The reluctant expert
Time is not the only element that separates the world of research from journalism. Where researchers have a poorly hidden partiality for academic jargon, complexity and long sentences, journalists use a language that is clear and unambiguous. Expert is one of the words treasured by the news media yet loathed and feared by many researchers. So what does it feel like for a researcher to be appointed an expert by the news media?
Expert is one of the words treasured by the news media yet loathed and feared by many researchers.
-I feel a bit uneasy about being referred to as a Qatar expert. To claim that you’re a country expert, that it is up to me to define what this country is and isn’t, has somewhat of a colonial ring to it. If we are to truly understand Qatar, we have to talk to the people who actually live there. That being said, it is of course nice that some refer to me as an expert.

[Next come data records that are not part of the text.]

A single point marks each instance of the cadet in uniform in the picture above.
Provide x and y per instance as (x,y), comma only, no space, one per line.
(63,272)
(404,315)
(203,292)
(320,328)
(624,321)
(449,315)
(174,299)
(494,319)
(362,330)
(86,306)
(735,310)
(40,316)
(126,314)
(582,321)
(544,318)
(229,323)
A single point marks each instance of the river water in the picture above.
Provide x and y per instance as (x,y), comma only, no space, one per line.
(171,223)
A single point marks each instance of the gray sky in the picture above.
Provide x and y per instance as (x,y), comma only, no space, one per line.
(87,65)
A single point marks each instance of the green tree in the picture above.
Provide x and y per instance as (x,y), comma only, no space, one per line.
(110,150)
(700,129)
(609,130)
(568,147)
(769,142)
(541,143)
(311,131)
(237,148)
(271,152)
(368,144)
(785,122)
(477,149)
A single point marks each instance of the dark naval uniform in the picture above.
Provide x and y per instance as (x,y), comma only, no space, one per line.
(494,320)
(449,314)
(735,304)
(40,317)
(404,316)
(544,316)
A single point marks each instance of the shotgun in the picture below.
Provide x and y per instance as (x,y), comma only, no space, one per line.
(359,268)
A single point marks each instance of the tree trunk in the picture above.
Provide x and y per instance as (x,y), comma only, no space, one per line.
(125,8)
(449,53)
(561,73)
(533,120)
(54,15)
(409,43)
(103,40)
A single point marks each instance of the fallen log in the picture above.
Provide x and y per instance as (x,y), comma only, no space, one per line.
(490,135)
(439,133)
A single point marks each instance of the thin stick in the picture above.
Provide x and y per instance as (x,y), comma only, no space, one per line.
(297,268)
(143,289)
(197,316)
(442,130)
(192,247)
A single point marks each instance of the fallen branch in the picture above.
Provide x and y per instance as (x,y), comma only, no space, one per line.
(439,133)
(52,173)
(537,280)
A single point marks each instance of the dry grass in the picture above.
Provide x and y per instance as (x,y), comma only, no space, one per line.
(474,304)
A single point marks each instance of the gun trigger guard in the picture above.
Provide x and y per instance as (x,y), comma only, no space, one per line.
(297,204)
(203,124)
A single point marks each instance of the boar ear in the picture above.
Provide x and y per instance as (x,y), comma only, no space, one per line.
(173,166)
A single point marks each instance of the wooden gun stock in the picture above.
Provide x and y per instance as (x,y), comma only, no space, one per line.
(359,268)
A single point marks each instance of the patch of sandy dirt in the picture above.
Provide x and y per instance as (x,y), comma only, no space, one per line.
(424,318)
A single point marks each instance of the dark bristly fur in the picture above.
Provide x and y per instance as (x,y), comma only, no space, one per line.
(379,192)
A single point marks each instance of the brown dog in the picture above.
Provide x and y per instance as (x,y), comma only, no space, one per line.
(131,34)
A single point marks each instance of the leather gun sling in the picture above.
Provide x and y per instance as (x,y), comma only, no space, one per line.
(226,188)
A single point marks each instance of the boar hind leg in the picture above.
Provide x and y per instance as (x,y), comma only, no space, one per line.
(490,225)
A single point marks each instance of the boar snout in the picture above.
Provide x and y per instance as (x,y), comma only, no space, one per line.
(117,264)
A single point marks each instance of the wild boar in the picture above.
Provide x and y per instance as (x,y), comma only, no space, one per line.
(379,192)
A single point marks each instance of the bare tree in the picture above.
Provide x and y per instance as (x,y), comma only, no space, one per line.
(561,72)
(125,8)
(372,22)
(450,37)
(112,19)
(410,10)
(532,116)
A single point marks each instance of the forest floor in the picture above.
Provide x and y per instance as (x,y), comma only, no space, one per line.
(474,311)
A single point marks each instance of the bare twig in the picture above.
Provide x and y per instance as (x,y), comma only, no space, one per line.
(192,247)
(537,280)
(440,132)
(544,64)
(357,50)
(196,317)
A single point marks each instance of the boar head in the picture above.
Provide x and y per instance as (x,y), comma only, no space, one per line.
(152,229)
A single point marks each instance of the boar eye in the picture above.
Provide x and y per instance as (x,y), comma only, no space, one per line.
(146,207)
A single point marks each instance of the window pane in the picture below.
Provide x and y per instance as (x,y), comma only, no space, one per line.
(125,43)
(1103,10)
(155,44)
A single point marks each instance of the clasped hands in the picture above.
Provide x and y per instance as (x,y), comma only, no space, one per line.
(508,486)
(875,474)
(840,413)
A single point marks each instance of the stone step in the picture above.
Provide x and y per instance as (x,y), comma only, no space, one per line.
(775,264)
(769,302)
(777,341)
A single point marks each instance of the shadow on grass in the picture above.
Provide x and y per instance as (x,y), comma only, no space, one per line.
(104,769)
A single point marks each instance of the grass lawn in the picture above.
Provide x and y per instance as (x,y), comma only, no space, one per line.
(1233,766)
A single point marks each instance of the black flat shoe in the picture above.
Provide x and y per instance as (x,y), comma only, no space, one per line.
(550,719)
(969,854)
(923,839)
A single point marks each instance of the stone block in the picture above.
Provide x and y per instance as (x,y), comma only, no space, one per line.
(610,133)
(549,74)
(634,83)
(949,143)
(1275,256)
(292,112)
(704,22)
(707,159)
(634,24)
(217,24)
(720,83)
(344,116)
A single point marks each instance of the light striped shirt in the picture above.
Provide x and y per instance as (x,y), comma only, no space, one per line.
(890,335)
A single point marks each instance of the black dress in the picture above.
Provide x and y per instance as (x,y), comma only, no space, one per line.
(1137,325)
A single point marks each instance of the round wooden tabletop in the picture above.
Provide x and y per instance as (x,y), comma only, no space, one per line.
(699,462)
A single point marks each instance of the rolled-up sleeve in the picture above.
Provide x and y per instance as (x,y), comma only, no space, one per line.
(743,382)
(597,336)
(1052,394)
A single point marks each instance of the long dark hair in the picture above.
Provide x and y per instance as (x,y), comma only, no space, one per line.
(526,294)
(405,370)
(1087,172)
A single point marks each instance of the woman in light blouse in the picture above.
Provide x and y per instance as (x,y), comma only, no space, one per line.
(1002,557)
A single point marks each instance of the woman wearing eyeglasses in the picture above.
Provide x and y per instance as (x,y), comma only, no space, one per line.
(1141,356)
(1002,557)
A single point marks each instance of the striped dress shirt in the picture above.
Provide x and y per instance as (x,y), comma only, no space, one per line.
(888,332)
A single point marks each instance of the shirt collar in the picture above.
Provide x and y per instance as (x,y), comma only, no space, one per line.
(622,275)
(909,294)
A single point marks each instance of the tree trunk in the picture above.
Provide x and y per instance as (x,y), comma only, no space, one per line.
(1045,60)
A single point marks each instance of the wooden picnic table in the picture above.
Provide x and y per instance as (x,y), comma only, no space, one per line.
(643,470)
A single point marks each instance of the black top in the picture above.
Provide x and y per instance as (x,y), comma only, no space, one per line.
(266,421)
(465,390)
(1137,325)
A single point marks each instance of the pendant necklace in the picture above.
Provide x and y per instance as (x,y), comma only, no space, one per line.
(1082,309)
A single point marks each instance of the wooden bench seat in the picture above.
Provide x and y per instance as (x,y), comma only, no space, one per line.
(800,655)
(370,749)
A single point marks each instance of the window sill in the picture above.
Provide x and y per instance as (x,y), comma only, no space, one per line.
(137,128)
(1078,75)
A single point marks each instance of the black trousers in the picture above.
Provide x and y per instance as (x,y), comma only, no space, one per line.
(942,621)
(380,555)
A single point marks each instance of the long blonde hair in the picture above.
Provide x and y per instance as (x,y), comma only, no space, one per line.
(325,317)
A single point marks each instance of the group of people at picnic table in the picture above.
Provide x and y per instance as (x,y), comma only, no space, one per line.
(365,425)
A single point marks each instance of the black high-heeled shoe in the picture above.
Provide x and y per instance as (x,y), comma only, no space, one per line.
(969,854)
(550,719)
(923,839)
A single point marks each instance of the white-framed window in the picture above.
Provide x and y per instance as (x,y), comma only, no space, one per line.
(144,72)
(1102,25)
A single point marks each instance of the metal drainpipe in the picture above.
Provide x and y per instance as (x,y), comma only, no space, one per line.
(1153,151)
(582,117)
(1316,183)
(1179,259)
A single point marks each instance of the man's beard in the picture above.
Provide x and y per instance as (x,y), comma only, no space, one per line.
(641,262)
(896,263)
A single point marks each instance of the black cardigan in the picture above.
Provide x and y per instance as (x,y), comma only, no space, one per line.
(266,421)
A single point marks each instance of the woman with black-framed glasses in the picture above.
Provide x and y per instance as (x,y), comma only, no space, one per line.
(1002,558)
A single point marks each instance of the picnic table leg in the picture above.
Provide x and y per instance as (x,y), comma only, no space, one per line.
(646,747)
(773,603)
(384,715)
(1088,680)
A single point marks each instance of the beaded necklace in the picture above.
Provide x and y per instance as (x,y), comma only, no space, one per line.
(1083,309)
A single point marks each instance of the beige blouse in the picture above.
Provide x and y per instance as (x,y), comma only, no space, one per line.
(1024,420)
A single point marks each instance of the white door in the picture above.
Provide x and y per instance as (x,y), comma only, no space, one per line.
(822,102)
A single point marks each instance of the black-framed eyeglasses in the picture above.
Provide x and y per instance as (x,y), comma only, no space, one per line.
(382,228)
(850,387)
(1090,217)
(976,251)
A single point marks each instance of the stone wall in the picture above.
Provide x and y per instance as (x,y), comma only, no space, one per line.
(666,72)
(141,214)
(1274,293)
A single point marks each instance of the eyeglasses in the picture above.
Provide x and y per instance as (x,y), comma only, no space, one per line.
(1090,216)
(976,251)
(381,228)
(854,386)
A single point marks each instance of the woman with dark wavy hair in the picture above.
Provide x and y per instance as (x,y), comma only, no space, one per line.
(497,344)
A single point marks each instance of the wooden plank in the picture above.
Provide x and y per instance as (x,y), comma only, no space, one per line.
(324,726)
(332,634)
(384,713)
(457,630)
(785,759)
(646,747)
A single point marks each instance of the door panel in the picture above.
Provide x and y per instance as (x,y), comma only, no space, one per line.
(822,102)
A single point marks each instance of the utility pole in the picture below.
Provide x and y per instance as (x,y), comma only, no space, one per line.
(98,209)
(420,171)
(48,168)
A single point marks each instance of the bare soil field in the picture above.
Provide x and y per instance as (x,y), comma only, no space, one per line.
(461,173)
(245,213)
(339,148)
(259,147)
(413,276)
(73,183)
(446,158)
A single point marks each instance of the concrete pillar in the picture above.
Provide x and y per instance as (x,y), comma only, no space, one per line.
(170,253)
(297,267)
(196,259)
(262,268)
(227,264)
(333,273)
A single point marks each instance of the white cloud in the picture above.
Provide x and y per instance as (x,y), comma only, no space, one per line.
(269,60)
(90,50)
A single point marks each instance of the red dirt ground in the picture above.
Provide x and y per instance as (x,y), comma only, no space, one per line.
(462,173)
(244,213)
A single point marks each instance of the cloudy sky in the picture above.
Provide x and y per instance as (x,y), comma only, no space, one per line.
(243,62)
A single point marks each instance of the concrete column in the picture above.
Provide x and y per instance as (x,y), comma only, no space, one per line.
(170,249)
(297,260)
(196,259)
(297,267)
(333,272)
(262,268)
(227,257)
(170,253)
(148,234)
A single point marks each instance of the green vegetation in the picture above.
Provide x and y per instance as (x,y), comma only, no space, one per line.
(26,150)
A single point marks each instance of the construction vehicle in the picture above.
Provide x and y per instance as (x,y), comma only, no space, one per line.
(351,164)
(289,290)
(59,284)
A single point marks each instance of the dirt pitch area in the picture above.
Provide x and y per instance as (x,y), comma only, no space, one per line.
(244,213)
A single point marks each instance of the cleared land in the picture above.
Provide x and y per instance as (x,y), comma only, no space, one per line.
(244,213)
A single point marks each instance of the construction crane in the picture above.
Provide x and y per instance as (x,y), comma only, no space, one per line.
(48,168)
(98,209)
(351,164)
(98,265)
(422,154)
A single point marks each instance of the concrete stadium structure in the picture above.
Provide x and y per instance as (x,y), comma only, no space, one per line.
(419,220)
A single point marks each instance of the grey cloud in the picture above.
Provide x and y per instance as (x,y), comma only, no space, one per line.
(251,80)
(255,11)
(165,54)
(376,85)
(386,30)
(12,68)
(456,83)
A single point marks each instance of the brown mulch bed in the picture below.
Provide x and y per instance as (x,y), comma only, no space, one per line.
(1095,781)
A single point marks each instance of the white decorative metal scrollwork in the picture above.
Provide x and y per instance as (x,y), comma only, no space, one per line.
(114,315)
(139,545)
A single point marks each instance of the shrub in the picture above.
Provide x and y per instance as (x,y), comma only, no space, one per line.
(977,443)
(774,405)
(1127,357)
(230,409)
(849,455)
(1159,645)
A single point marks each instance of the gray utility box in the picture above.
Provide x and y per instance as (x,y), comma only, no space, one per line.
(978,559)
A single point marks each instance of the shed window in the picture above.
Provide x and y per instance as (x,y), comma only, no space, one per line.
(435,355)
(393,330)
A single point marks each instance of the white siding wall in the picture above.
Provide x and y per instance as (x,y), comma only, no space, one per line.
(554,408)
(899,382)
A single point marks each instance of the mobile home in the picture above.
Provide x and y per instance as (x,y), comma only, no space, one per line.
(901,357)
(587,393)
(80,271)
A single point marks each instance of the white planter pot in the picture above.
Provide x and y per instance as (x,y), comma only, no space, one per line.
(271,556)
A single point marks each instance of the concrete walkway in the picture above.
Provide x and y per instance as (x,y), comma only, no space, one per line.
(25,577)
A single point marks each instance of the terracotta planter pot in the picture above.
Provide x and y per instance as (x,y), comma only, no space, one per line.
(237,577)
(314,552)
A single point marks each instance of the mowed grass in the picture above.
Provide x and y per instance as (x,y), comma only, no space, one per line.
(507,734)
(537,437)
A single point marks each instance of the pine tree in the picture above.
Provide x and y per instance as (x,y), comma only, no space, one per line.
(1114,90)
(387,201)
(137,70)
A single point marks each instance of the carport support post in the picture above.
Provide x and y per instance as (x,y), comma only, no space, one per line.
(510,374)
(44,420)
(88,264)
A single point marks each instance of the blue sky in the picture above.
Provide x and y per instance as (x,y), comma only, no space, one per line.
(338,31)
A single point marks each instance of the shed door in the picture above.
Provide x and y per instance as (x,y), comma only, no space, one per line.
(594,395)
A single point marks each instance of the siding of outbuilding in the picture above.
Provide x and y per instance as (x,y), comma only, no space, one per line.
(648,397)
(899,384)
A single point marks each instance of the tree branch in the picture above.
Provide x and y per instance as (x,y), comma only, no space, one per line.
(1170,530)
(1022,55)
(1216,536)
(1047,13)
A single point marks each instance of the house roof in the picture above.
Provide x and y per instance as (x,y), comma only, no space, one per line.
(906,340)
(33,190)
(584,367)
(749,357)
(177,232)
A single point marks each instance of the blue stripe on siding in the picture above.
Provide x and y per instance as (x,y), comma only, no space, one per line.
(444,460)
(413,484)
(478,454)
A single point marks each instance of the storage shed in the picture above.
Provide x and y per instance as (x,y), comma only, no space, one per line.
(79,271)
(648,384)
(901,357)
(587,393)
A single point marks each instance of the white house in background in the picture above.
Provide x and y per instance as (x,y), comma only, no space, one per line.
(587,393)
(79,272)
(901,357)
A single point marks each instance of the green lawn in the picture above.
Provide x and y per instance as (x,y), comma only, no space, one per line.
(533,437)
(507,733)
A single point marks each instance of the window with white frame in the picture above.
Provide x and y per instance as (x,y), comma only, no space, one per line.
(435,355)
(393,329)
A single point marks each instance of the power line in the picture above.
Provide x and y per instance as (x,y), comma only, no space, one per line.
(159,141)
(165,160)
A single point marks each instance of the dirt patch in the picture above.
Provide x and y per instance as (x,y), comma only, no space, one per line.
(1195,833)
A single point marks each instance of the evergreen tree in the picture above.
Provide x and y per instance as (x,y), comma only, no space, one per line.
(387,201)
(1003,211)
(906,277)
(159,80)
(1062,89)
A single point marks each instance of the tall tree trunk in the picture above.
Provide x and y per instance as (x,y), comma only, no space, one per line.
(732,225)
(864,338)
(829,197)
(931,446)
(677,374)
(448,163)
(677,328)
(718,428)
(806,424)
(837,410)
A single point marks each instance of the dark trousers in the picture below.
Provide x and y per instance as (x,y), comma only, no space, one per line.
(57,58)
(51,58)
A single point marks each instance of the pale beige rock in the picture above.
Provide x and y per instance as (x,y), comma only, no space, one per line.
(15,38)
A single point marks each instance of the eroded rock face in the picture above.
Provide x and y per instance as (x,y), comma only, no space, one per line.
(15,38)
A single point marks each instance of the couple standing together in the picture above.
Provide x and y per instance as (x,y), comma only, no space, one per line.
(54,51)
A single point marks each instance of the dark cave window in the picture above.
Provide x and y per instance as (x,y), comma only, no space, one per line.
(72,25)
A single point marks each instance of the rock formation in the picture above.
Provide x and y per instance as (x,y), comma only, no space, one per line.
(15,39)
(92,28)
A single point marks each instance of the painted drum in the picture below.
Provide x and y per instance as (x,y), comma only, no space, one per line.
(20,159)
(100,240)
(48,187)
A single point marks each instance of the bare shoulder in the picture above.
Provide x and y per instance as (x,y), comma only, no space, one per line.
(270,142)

In certain respects, it simply means that they acknowledge that I am good at what I’m doing, she says.
Still, to elaborate on the question feels in order for a researcher who works at a research institute that takes pride in its empirical groundedness and country expertise. The decolonization debate that has been, and still is, brought to the fore of academia is deeply intertwined with the claim to be a country expert.
-Seen from the perspective of a researcher who works on the Middle East, the term expert is quite old-fashioned. The decolonization debate is deeply intertwined with claiming to be a country expert. We cannot underestimate the potential pitfalls of us being researchers from the global North, talking about countries in the global South. I’m not an expert on Qatar. I am perhaps an expert on Qatar in the context of Norway, says Norbakk and stresses that the expert title signals that you know everything and have nothing more to learn.
-Yet, research in its entire being is about pushing the boundaries of what you know.